Howard is aware of what he wants and how he hopes to execute it. He presents us with a nail-biting experience, especially in the second half, and draws us towards the characters in the film. This shouldn’t come as a surprise as he has already proved his talent in deriving thrilling and riveting narratives out of true stories with films such as Apollo 13 and Rush. Thirteen Lives can be considered on par or if not better than some of his best works. William Nicholson’s screenplay allows us to feel the stress, frustration, and agony of all those involved in this daunting mission which lasted for 18 days.

The film excels in its technical aspects, and significant effort has gone into recreating the cave and diving scenes. Sayombhu Mukdeeprom’s cinematography brilliantly captures the claustrophobia in the depths of the caves. Underwater sequences constitute a majority of the film’s runtime, and we find ourselves glued to the screens every time a diver races against time to get a boy to safety. The film is no doubt a visual treat. The sound design enhances the film to a great extent. Every sound, including the clinging of oxygen cylinders, the deep breaths underwater, or the gushing of rainwater, accentuates the overall aesthetic of the film.

Howard and Nicholson deserve plaudits for ensuring an authentic representation of Thai culture in the film. The screenplay also delves into the history of the cave and the legend of the princess after whom the cave is named.
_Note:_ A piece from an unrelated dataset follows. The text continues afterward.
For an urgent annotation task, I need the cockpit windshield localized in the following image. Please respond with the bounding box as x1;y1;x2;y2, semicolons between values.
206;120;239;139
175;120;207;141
Additionally, almost half of the dialogues in the film are in Thai.

Although the film features actors such as Viggo Mortensen and Colin Farrell, it is the supporting cast of Thai actors that steals the spotlight. Sahajak Boonthanakit plays the governor who is supposed to call the tough shots, Pattrakorn Tungsupakul is the coach who instills confidence and faith among the boys while they are trapped in the cave, and Gerwin Widjaja portrays the groundwater engineer who rallies an entire village behind him to divert the rainwater from the mountain to the fields.

Mortensen’s Rick comes across as a very pragmatic individual who doesn’t set his hopes high. In one of the scenes, he even tells the governor that it was practically impossible to get the boys out alive. Whereas John, played by Farrell, is optimistic and promises the kids that they will be rescued. Joel Edgerton has limited screen time in the film but his role is crucial to the plot.

Verdict: Over 5,000 people from 17 countries were part of this momentous rescue mission. Thirteen Lives is not merely a film about what went behind the operation. It is also an extraordinary story that showcases human resilience and community spirit at their best.